Before enabling the extension, you'll need to create an initial configuration located at:

$HOME/.config/gnome-scratchpad/config.json

Here's an initial example to get started:

{
    "window_width": 1800,
    "window_height": 1200,
    "hide_keybind": "<super>n",
    "bindings": [
      { "wmclass": "^Slack$", "keybind": "<super>i" },
      { "wmclass": "^kitty$", "keybind": "<super>Return" }
    ]
}

Some of the options are self-explanatory, but we'll cover all of them for good measure:

  • window_(width|height): width/height to which the window will be resized when shown
  • hide_keybind: keybind used to hide all visible scratchpad windows
  • bindings: array of rule + shortcut configurations for your scratchpad apps
    • wmclass: regex used to target a window based on its class
    • title: regex used to target a window based on its title
    • keybind: shortcut in [<Modifiers>+]<keycode> notation

Note

You only need to specify wmclass or title. Of the two, wmclass is generally more useful, since windows often change their titles based on content. If you specify both, they'll form a logical OR, with wmclass taking precedence.

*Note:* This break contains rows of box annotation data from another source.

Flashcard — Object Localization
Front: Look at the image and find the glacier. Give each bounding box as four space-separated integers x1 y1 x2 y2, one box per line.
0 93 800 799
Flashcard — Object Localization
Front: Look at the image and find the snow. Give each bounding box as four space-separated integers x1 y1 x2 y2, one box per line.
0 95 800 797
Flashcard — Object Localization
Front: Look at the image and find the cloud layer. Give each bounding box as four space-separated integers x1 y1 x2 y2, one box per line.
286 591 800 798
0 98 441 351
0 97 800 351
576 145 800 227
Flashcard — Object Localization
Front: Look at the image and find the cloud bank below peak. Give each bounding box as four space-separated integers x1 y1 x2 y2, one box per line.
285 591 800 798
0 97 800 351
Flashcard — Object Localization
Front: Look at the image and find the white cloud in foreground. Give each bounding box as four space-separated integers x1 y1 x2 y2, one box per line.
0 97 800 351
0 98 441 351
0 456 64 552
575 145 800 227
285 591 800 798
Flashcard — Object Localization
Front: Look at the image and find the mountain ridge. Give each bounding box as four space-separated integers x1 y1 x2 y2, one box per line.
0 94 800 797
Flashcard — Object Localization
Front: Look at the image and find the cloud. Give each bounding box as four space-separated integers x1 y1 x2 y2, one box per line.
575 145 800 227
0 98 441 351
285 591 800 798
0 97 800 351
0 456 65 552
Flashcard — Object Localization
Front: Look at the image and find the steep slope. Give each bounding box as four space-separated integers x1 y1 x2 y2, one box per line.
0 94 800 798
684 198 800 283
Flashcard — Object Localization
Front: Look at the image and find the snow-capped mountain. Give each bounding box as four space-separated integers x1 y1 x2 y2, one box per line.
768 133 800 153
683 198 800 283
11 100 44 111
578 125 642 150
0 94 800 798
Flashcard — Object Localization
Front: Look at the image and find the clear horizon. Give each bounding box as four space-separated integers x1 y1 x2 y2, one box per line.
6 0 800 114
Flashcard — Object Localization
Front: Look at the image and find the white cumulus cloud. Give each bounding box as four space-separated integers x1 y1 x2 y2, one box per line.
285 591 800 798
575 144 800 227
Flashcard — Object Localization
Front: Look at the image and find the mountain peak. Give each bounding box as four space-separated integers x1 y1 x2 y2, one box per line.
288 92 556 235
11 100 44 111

If multiple windows match the criteria, the first window will be used.

Finding window classes

The easiest way to find a wmclass value for the window you're trying to target is to use Gnome's "looking glass" feature, which allows inspecting aspects of Gnome shell; here's how to use it:

  1. Make sure the app/window you're trying to identify is running/open
  2. Open Gnome's "run command" prompt (Alt+F2 by default)
  3. Type lg (for "looking glass") and hit enter
  4. A panel opens with buttons on the top right; click the "Windows" button
  5. Find the app you're trying to target and make note of its wmclass attribute value

Picking keybinds

Gnome reserves certain keybinds by default; some of these can be cleared, but others can't. When choosing a keybind, make sure it's not already assigned to something in Settings > Keyboard > Keyboard Shortcuts > View and Customize Shortcuts. If it is, disable the shortcut or assign it to another keybind.

Debugging

The two most common configuration issues you're likely to encounter are:

  • the keybind you're trying to use is unavailable/reserved by Gnome
  • the wmclass or title isn't matching any windows

You can diagnose both of these pretty easily by:

  1. Opening Gnome's "Logs" application
  2. Clicking the "All" category on the left side to show all messages
  3. Using the search function to filter messages containing "gnome-scratchpad"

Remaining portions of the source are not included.